Now, to test the HA, I've pulled the cable from node0 ge-0/0/5.
Once I do this, both HA LEDs go red. You have to re-look at the cluster config to see whats wrong:
{primary:node0}
root@srx240-cluster> show chassis cluster status
Cluster ID: 1
Node Priority Status Preempt Manual failover
Redundancy group: 0 , Failover count: 1
node0 100 primary no no
node1 1 secondary no no
Redundancy group: 1 , Failover count: 2
node0 0 secondary no no
node1 1 primary no no
This tells us that for redundancy group 1, node1 is now active. However note that for redundancy group 0, node0 is still active. In this practical example, it means that the interfaces are being used on node1, but the routing engine (ie the engine that makes all the security decisions) is still on node0. This is different from the Netscreen SSG all-or-nothing we are used to.
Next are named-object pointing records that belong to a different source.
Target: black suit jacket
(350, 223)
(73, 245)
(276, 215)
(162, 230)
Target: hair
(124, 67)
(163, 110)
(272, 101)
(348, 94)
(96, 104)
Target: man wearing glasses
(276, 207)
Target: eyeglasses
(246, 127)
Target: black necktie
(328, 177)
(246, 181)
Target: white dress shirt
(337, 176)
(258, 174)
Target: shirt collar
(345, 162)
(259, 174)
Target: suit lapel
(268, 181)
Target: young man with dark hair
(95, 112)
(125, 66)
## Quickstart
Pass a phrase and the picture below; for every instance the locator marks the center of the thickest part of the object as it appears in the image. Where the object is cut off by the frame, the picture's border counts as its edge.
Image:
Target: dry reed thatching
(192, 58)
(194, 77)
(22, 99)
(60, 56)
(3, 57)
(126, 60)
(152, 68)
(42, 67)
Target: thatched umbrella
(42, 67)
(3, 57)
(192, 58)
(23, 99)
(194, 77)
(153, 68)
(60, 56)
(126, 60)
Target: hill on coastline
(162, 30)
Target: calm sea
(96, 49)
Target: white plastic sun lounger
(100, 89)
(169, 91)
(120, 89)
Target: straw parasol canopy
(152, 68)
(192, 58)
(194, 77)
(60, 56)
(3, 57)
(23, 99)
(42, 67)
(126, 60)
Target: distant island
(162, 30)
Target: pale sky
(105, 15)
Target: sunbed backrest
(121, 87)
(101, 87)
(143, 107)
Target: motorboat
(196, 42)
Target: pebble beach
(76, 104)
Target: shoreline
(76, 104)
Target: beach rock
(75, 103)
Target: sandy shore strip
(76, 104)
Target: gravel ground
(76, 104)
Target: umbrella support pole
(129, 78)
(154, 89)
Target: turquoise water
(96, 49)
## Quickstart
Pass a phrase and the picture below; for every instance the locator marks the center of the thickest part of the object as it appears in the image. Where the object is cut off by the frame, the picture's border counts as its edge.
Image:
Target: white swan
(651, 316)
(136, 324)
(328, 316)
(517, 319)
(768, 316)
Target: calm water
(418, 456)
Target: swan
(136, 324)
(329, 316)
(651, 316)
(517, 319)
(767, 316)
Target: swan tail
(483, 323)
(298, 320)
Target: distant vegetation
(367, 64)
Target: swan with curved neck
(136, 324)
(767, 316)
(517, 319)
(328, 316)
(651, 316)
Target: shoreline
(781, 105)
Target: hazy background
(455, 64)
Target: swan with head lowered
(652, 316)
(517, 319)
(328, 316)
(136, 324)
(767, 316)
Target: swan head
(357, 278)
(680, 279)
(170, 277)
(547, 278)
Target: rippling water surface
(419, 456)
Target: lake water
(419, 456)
This means that different parts of the cluster can be on different nodes.
Also note that the Priority for redundancy group 1, node0 is now 0, meaning it is unsuitable for use at the moment.
Looking at the interfaces tells us what's actually wrong:
{primary:node0}
root@srx240-cluster> show chassis cluster interfaces
Control link 0 name: fxp1
Control link status: Up
Fabric interfaces:
Name Child-interface Status
fab0 ge-0/0/2 up
fab0
fab1 ge-5/0/2 up
fab1
Fabric link status: Up
Redundant-ethernet Information:
Name Status Redundancy-group
reth0 Up 1
reth1 Up 1
reth2 Up 1
Interface Monitoring:
Interface Weight Status Redundancy-group
ge-5/0/7 255 Up 1
ge-0/0/7 255 Up 1
ge-5/0/6 255 Up 1
ge-0/0/6 255 Up 1
ge-5/0/5 255 Up 1
ge-0/0/5 255 Down 1
...recognizing that I've pulled the cable from 0/0/5 on node0.
In fact when we put the cable back in, the LEDs go green, then:
{primary:node0}
root@srx240-cluster> show chassis cluster status
Cluster ID: 1
Node Priority Status Preempt Manual failover
Redundancy group: 0 , Failover count: 1
node0 100 primary no no
node1 1 secondary no no
Redundancy group: 1 , Failover count: 2
node0 100 secondary no no
node1 1 primary no no
...note that node1 is still active for redundancy group 1. Node0 is now available for use as it now has Priority 100 again. We either have to set pre-emption, or manually fail redundancy group 1 on node1. I prefer the idea of manual fail-back because pre-emption can get you into a fail-fail-back loop in the case of a soft failure on node0. Usually there's a reason for a failover (even if it is a stupid one) and diagnosing it on failure will be easier if you are not fighting a pre-emption loop.